OpenAI policy false positive trigger an error
Have you searched existing issues? 🔎
- [x] I have searched and found no existing issues
Desribe the bug
When a policy is triggered by OpenAI, bertopic crash...
A solution could be to detect the 'code': 'content_filter' pair and create a "flagged" topic ?
logs:
2025-04-16 15:51:41,573 - BERTopic - Dimensionality - Fitting the dimensionality reduction algorithm 2025-04-16 15:51:58,486 - BERTopic - Dimensionality - Completed ✓ 2025-04-16 15:51:58,486 - BERTopic - Cluster - Start clustering the reduced embeddings 2025-04-16 15:51:58,687 - BERTopic - Cluster - Completed ✓ 2025-04-16 15:51:58,703 - BERTopic - Representation - Fine-tuning topics using representation models. 100%|██████████| 286/286 [08:10<00:00, 1.71s/it] 3%|▎ | 8/286 [00:12<07:07, 1.54s/it]
BadRequestError Traceback (most recent call last) Cell In[27], line 18 3 topic_model = BERTopic( 4 5 # Pipeline models (...) 14 verbose=True 15 ) 17 # Train model ---> 18 topics, probs = topic_model.fit_transform(docs, embeddings) 20 # Reduce outliers with pre-calculate embeddings instead 21 new_topics = topic_model.reduce_outliers(docs, topics, probabilities=probs, strategy="embeddings", embeddings=embeddings)
File c:\Users\damien.bukudjian\AppData\Local\miniconda3\envs\orionenv\Lib\site-packages\bertopic_bertopic.py:515, in BERTopic.fit_transform(self, documents, embeddings, images, y) 511 self._save_representative_docs(custom_documents) 513 else: 514 # Extract topics by calculating c-TF-IDF, reduce topics if needed, and get representations. --> 515 self._extract_topics( 516 documents, embeddings=embeddings, verbose=self.verbose, fine_tune_representation=not self.nr_topics 517 ) 518 if self.nr_topics: 519 documents = self._reduce_topics(documents)

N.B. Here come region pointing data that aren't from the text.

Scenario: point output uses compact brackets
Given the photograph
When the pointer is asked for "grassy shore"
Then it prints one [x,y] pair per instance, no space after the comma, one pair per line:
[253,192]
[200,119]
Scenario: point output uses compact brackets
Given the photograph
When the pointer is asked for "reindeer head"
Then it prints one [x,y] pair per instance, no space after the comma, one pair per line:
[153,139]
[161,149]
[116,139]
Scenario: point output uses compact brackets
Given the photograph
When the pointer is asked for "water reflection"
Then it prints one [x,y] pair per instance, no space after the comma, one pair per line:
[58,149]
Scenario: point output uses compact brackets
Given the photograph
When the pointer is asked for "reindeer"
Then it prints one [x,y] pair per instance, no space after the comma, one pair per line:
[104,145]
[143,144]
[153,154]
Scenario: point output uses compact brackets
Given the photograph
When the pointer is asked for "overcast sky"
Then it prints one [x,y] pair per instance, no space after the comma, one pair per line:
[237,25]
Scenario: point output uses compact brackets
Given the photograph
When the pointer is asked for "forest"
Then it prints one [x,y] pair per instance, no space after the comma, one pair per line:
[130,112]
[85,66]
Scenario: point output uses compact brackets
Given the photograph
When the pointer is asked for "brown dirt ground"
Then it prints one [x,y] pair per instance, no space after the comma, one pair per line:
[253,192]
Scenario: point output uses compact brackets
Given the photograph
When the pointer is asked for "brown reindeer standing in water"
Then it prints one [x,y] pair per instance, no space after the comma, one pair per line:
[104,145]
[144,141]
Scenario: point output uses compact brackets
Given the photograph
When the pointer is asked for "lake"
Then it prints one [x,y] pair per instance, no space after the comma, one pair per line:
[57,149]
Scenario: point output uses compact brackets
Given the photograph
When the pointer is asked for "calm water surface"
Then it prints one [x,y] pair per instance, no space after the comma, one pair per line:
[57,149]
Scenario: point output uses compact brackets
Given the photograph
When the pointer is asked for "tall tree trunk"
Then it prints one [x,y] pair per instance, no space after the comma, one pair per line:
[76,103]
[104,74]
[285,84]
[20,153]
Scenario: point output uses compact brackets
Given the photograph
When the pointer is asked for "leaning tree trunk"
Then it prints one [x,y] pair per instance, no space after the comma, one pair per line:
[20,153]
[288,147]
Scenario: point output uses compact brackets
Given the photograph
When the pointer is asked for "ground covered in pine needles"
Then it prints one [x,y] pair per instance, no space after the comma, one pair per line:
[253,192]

File c:\Users\damien.bukudjian\AppData\Local\miniconda3\envs\orionenv\Lib\site-packages\bertopic_bertopic.py:4031, in BERTopic._extract_topics(self, documents, embeddings, mappings, verbose, fine_tune_representation) ... (...) 1066 retries_taken=retries_taken, 1067 )
BadRequestError: Error code: 400 - {'error': {'message': "The response was filtered due to the prompt triggering Azure OpenAI's content management policy. Please modify your prompt and retry. To learn more about our content filtering policies please read our documentation: https://go.microsoft.com/fwlink/?linkid=2198766", 'type': None, 'param': 'prompt', 'code': 'content_filter', 'status': 400, 'innererror': {'code': 'ResponsibleAIPolicyViolation', 'content_filter_result': {'hate': {'filtered': False, 'severity': 'safe'}, 'jailbreak': {'filtered': True, 'detected': True}, 'self_harm': {'filtered': False, 'severity': 'safe'}, 'sexual': {'filtered': False, 'severity': 'safe'}, 'violence': {'filtered': False, 'severity': 'safe'}}}}}
Reproduction
No response
BERTopic Version
0.17.0
Hmmm, I remember that there were fixes for this a while back in BERTopic but it might be that OpenAI updated their API.
A solution could be to detect the 'code': 'content_filter' pair and create a "flagged" topic ?
That makes sense. I would also think that it would be feasible to then add other filters/errors that might exist there. Or perhaps simply use a wide exception for errors and flag all related topics.
Either way, definitely agree with tackling this somehow. However, my schedule is quite packed at the moment. If you, or anyone else, would want to take this on, then that would be great.